Steady-state level of mutant protein relative to level of wild-type Tsr. Proteins were measured by quantitative immunoblotting (see Materials and Methods).
Colony size on semisolid tryptone agar relative to the wild-type Tsr control.
Fraction of cells displaying one or more receptor patches detectable with a YFP-CheZ reporter. Under the conditions used (see Materials and Methods), 85% of wild-type control cells formed patches.
Calculated fraction of time that tethered cells spent in CW rotation. Under the conditions used (see Materials and Methods), wild-type control cells spent 25–30% of their time in CW rotation.
Complementation pattern on semisolid agar at 35°C: wild-type (WT); recessive (R); dominant (D); epistatic (E). The degree of dominance or epistasis was scored from low (0) to high (3) on the basis of the expression level (IPTG concentration) at which the effect was first observed (see Materials and Methods).
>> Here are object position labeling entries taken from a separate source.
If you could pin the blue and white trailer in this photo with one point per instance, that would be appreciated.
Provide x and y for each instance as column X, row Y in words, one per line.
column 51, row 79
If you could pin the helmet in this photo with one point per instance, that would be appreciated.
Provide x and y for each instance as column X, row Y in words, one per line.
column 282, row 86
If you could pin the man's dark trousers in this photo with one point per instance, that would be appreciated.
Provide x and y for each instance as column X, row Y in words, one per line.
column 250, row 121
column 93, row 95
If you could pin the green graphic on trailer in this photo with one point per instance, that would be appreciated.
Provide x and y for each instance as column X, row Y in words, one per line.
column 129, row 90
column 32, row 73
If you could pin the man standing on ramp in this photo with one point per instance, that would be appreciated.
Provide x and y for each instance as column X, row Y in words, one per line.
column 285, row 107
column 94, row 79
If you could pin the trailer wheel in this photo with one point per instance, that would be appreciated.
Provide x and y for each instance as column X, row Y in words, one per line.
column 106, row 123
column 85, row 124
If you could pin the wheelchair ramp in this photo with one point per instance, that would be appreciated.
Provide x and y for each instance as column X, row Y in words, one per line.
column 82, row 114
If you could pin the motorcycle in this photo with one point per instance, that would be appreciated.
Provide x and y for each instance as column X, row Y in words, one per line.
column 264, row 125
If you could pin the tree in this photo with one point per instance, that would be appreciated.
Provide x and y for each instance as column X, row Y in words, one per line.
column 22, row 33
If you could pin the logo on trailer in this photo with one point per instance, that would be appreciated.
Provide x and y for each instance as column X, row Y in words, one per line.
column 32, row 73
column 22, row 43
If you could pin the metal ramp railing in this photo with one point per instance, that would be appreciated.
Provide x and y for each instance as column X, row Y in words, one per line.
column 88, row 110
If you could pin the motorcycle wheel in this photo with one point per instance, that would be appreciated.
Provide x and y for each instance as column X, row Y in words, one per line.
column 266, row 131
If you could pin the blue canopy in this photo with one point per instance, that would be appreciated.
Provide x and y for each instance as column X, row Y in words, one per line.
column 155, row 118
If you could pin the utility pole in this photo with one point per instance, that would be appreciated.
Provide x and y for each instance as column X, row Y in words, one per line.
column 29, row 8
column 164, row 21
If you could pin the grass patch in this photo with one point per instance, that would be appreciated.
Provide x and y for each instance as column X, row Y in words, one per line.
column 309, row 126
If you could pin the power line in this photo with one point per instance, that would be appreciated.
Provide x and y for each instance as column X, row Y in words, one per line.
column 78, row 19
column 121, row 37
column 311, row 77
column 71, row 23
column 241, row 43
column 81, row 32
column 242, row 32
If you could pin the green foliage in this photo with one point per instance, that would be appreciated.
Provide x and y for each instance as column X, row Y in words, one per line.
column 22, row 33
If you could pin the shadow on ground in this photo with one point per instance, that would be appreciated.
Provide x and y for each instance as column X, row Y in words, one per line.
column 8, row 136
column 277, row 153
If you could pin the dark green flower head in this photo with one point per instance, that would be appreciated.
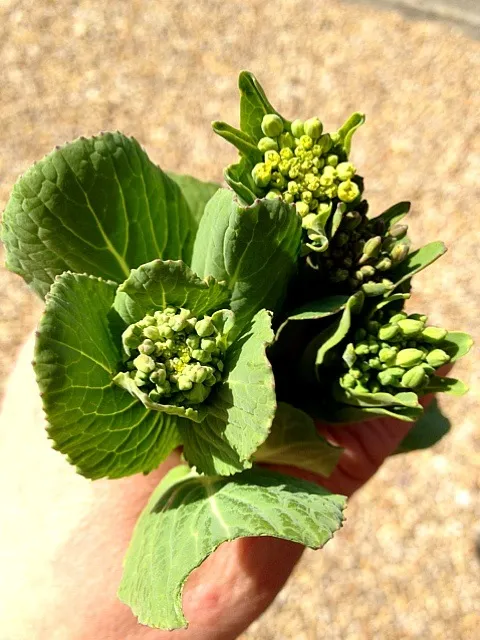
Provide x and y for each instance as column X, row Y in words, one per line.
column 361, row 253
column 295, row 161
column 376, row 360
column 174, row 357
column 393, row 351
column 342, row 249
column 199, row 377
The Tsr function of the recessive and dominant mutants marked with an asterisk was restored by wild-type Tar (see Results).
Functional Defects of Tsr Trimer Contact Mutants.
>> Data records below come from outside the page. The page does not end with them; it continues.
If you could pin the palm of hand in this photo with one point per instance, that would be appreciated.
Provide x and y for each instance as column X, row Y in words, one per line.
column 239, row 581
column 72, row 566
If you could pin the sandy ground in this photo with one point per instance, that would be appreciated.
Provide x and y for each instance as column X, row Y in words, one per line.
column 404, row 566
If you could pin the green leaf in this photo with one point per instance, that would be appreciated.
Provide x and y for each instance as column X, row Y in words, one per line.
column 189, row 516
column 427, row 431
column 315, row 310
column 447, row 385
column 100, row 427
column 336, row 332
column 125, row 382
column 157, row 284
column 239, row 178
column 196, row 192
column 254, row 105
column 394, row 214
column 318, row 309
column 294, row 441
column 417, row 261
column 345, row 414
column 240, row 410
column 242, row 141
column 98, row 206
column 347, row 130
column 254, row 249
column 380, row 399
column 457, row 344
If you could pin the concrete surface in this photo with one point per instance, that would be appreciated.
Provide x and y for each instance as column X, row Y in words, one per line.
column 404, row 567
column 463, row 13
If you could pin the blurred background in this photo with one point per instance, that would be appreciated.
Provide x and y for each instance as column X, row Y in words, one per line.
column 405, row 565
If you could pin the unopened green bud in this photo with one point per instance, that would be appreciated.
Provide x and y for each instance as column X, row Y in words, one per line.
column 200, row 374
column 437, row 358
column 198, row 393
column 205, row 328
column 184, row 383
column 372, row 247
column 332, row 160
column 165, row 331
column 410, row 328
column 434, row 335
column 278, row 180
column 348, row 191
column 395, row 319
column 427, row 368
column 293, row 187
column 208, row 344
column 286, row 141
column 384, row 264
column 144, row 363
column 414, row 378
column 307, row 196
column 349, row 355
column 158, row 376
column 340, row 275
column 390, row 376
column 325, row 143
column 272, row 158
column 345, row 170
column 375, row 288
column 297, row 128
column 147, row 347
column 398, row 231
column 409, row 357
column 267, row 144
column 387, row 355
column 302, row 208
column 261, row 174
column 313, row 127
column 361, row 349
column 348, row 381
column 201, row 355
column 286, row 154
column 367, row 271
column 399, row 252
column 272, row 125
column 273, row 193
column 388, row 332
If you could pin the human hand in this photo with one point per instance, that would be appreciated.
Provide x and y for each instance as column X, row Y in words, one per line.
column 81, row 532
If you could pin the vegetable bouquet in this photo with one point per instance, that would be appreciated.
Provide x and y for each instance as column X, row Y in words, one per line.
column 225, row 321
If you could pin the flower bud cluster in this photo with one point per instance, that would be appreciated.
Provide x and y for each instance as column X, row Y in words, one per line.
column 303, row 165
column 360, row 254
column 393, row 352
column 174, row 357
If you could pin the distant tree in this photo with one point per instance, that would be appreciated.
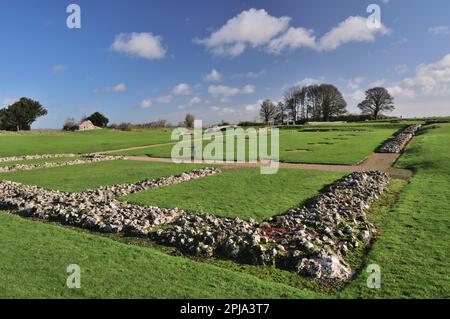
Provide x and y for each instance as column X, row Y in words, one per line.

The steady-state intracellular levels of all mutant proteins proved similar to wild-type Tsr (Table 1), so function tests were done at the inducer concentration optimal for chemotaxis by Tsr+. On tryptone soft agar plates, all but three of the Tsr* strains were defective in serine chemotaxis, spreading at 35% or less of the wild-type rate (Table 1). The three mutants with chemotactic ability (V398P, V398A, and R409A) indicate that V398 and R409 play a less critical role in Tsr function than do the other contact residues. Moreover, the fact that a proline replacement is tolerated at V398 could mean that α-helicity in this region of Tsr is not critical for function (see Fig. 1B).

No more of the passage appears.